Using opannotate to make sense of profiles

After I recently posted some surprising profiles, I received useful feedback from Michel Dänzer, Adam Jackson, and Eric Anholt. There was general agreement that the i965_prepare_composite function is generally stupid about acting synchronously in order to reuse a single state buffer, and that this shouldn't be too hard to optimize. Options include using a ring of buffers and synchronizing only when wrapping around and also optimizing to not send redundant data.

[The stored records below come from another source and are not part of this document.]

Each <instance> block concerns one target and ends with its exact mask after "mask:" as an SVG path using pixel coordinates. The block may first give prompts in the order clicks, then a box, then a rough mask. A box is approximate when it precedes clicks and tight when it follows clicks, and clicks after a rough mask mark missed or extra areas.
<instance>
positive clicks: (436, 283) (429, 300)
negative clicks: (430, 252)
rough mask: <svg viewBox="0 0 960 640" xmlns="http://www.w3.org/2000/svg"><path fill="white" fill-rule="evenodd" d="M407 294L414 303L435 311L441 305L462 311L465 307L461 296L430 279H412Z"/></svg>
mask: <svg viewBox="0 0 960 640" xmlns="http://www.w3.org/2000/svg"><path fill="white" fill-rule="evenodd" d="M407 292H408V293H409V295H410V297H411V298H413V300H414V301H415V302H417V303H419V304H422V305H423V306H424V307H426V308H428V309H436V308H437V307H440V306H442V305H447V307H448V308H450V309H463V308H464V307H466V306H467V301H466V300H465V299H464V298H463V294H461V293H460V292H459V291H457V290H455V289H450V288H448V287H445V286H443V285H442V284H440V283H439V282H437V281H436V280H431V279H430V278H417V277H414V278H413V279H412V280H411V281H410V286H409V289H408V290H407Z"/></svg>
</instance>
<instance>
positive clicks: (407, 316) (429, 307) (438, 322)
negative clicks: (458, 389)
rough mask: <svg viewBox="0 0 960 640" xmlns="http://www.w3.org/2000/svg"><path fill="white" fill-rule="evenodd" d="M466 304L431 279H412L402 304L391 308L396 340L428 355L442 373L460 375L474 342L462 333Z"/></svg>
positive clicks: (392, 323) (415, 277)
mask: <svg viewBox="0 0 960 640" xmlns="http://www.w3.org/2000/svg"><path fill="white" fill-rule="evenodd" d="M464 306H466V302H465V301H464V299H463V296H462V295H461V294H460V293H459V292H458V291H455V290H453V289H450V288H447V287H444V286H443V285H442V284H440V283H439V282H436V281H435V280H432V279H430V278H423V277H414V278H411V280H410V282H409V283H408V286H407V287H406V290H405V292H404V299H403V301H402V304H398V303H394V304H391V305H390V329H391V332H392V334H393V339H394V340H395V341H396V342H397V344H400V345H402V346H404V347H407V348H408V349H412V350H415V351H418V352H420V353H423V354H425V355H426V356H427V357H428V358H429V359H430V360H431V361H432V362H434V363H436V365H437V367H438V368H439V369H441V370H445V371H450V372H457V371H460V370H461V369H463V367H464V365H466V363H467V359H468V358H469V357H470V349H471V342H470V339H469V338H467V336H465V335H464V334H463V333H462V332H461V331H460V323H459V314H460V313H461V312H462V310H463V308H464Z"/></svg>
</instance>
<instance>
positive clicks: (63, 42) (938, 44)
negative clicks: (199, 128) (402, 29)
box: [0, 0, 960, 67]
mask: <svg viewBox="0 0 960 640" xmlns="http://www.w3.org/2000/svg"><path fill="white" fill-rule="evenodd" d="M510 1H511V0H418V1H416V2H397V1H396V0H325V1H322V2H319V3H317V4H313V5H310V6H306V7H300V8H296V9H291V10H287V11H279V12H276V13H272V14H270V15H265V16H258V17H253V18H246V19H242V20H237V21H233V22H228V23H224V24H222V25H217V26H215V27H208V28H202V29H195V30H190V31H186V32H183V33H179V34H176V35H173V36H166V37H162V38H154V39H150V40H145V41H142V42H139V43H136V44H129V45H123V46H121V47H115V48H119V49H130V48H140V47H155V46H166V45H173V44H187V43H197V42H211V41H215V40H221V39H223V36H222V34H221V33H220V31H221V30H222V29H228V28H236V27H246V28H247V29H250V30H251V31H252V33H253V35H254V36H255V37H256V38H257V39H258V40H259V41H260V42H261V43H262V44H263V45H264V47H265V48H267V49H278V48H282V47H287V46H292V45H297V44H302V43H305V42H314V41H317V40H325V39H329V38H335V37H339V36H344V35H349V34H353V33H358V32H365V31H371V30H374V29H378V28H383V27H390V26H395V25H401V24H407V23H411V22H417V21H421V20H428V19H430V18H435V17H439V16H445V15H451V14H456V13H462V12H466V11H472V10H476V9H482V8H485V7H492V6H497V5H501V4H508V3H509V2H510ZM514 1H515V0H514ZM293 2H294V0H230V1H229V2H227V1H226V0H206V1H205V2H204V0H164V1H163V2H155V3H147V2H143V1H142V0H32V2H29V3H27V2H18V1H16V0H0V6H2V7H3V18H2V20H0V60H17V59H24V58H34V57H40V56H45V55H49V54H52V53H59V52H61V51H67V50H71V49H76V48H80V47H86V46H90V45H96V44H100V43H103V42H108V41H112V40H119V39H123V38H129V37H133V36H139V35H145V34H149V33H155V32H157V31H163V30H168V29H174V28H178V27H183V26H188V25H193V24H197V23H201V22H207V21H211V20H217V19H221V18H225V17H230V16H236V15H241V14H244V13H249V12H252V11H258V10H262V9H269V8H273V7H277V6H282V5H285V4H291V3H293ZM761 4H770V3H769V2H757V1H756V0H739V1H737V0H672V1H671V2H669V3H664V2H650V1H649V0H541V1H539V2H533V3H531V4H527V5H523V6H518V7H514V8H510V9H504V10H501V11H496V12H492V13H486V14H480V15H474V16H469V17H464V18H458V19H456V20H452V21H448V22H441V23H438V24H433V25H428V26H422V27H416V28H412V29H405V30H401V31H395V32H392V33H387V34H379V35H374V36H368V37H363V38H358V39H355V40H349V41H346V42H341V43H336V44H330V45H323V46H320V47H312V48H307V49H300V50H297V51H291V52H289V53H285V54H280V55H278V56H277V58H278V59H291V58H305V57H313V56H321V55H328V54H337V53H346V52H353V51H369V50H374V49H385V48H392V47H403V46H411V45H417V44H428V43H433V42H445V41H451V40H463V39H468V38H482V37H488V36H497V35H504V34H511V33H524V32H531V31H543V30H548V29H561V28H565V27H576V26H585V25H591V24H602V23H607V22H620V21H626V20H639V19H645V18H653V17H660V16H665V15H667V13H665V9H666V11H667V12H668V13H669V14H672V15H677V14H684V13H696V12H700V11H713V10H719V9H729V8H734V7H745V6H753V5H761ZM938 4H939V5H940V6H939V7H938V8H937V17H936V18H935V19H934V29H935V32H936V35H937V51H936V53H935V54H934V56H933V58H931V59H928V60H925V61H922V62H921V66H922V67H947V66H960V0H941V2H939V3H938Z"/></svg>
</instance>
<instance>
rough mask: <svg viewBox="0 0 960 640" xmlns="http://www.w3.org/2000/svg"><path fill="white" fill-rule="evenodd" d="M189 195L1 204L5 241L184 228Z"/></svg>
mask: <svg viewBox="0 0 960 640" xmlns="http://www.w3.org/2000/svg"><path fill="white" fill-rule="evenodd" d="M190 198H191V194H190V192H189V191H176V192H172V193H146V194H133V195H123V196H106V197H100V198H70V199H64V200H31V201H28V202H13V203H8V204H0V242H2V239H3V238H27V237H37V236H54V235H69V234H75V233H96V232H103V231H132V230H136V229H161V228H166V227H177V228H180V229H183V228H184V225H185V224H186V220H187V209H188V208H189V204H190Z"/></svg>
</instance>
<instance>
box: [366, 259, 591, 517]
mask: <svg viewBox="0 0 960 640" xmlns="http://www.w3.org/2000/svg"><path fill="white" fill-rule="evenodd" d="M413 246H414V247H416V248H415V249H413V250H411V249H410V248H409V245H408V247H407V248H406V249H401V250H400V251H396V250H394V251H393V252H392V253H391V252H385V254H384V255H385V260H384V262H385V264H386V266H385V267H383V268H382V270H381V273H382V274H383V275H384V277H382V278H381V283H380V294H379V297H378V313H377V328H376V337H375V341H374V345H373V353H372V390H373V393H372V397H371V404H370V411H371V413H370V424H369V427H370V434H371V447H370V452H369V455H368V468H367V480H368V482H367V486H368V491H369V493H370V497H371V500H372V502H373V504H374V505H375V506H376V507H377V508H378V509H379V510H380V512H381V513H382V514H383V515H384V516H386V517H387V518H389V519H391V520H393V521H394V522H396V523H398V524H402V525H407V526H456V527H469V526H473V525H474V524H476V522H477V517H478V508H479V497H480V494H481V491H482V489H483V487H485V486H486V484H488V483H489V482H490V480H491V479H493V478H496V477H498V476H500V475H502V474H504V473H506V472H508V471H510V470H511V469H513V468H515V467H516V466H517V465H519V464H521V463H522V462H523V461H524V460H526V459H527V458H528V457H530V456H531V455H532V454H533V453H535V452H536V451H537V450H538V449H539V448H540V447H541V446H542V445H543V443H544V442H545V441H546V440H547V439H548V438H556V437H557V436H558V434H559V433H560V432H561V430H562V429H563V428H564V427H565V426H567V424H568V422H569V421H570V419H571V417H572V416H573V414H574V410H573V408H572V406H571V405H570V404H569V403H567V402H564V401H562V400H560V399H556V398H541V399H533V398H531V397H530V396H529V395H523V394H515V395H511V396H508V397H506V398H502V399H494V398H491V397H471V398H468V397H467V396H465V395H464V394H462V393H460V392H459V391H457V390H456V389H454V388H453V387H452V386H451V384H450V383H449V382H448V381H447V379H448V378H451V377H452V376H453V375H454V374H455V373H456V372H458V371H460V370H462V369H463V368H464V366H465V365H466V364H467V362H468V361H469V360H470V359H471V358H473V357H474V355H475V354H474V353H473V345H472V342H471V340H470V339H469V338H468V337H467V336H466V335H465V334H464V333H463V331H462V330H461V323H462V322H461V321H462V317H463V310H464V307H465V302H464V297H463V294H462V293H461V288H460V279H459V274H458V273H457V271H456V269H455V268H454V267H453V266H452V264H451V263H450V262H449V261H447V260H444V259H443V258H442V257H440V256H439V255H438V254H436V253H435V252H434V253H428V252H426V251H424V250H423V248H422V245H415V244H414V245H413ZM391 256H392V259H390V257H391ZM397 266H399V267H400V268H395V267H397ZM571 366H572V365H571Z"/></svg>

I had mentioned earlier that I had tried eliminating the i830WaitSync calls, but hadn't noticed any performance change. Well, one problem was that I had edited the files on the wrong machine, (I'm still not a true X hacker since I'm not totally in the groove of the two-machine debugging yet). It certainly did make a difference when I removed these calls from the code actually executing, (all the text appears in arbitrary colors, giving me more psychedelia than I actually need on my desktop). But the performance really didn't improve at all.

Then I received a very helpful email from Roland Dreier, (thanks Roland!), cluing me in to opannotate. The results I had posted before were from opeport which gives profiling reports with function-level granularity. The opannotate utility gives a similar report, but at the granularity of either lines of source code or assembly instructions.

So these reports make it clear that sometimes there is more going on than meets the eye by simple examination of the source code. For example, much of the i965_prepare_composite function looks like simple assignments such as these:

memset (cc_viewport, 0, sizeof (*cc_viewport));
cc_viewport->min_depth = -1.e35;
cc_viewport->max_depth = 1.e35;

/* Color calculator state */
memset(cc_state, 0, sizeof(*cc_state));
cc_state->cc0.stencil_enable = 0;   /* disable stencil */
cc_state->cc2.depth_test = 0;       /* disable depth test */

But now take a look at the same assignments annotated by opannotate. The first two columns are sample counts and percentage of total time attributed to each line of code, (recall that we're trying to determine why i965_prepare_composite is using more than 25% of the total time in the test):

  274  0.0098 :    memset (cc_viewport, 0, sizeof (*cc_viewport));
  124  0.0044 :    cc_viewport->min_depth = -1.e35;
  122  0.0044 :    cc_viewport->max_depth = 1.e35;
              :
              :    /* Color calculator state */
  861  0.0307 :    memset(cc_state, 0, sizeof(*cc_state));
18559  0.6623 :    cc_state->cc0.stencil_enable = 0;   /* disable stencil */
17836  0.6365 :    cc_state->cc2.depth_test = 0;       /* disable depth test */

Clearly, not all assignments are created equal as the final two assignments are a couple of orders of magnitude slower than the first two. For a closer look, here's a chunk of the annotated assembly code showing some very expensive operations:

              :    cc_state->cc2.depth_test = 0;       /* disable depth test */
              :    cc_state->cc2.logicop_enable = 0;   /* disable logic op */
              :    cc_state->cc3.ia_blend_enable = 1;  /* blend alpha just like colors */
              :    cc_state->cc3.blend_enable = 1;     /* enable color blend */
    1 3.6e-05 :   33277:    movzbl 0xd(%ecx),%eax
18168  0.6484 :   3327b:    andb   $0x7f,0x3(%ecx)
17836  0.6365 :   3327f:    andb   $0x7f,0x9(%ecx)
12306  0.4392 :   33283:    andb   $0xfe,0x8(%ecx)
 7307  0.2608 :   33287:    or     $0x30,%eax

So, we've got some bitfields being used here. Is this uncached memory that's causing it to be so expensive?

If I'm as fortunate as I was with my last post, hopefully someone will drop a handy note into my inbox telling me how to make this function go blisteringly fast. I'm really looking forward to that.